The next bus has more people on it. That has to be a good sign, right? But as we pass my apartment without making any sort of turn I know for certain I am on the wrong bus. I’m not totally worried because I’ve been told by others that the yellow buses make a big loop around the city. I figure the worst case is I make a big loop and wind up at my school anyway.

The big yellow buses do not make a loop.

We make several stops. People get on. People get off. We finally reach the end of the line. I’m the only passenger left. My smiling ticket taker points to a new bus. “American shckool,” he says.

I get on the new bus. It drives only a few blocks before it opens its doors in front of the American University of Kosovo. The new ticket taker points to me. This time I do not get off.
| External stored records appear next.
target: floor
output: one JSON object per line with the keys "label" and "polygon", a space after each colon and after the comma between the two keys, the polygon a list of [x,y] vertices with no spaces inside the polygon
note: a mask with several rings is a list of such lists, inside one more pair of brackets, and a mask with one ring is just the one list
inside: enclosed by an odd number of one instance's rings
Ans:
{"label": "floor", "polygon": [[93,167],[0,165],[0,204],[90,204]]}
“This is not my school.” I suddenly remember a booklet I have in my bag. It is a copy of the parent handbook for the school. I pull it out and point to the name of the school. But it is not the school’s name he recognizes. It is the logo. A distinctive tree logo found on every sign I’ve seen regarding the school. His face brightens and he has me sit down. A few more stops and we are in my neighborhood once more. We finally reach the corner of the street leading to my school and I hop off the bus, happy as anyone can be.

Hey, it only took me two hours to travel two kilometers to my school. Not all that bad. I saw so many beautiful things and places I may never have seen.


  1. Such a wonderful way that God prepares us for His plan...even back to your first day of first grade bus experience! He was shaping you then for this!

    1. Hallee, I so appreciate your perspective. I feel that as well. Thank you for stopping by!

  2. You are fearless. I would have been freaking out. You had such a good attitude about the whole ordeal. Hope the rest of the week goes well.

    1. Thank you, Terry! I don't know about fearless...but I am determined!

  3. I remember moments (and hours) like those! I felt that pinch in my gut again as I read. But how beautiful to simply appreciate what you're seeing. I'm so very excited for you to be there. Hugs!

    1. I adore you, Bethany! I am having a wonderful experience.

  4. Bill and I did that once in Scotland...sort of. We just got on a bus and rode it until everyone had gotten off and tbe driver had pulled to the curb, since he was ahead of schedule. So we got off, thanked him, and walked a couple of blocks to catch another bus. We saw lots of cool neighborhoods!

    1. At least you were deliberate about it, Janet! But you're right! It is a great way to see everything! And the buses here are so new and clean and nice.

  5. I am going to enjoy your new teaching position alongside you!!! How exciting!!! God bless your young students and you!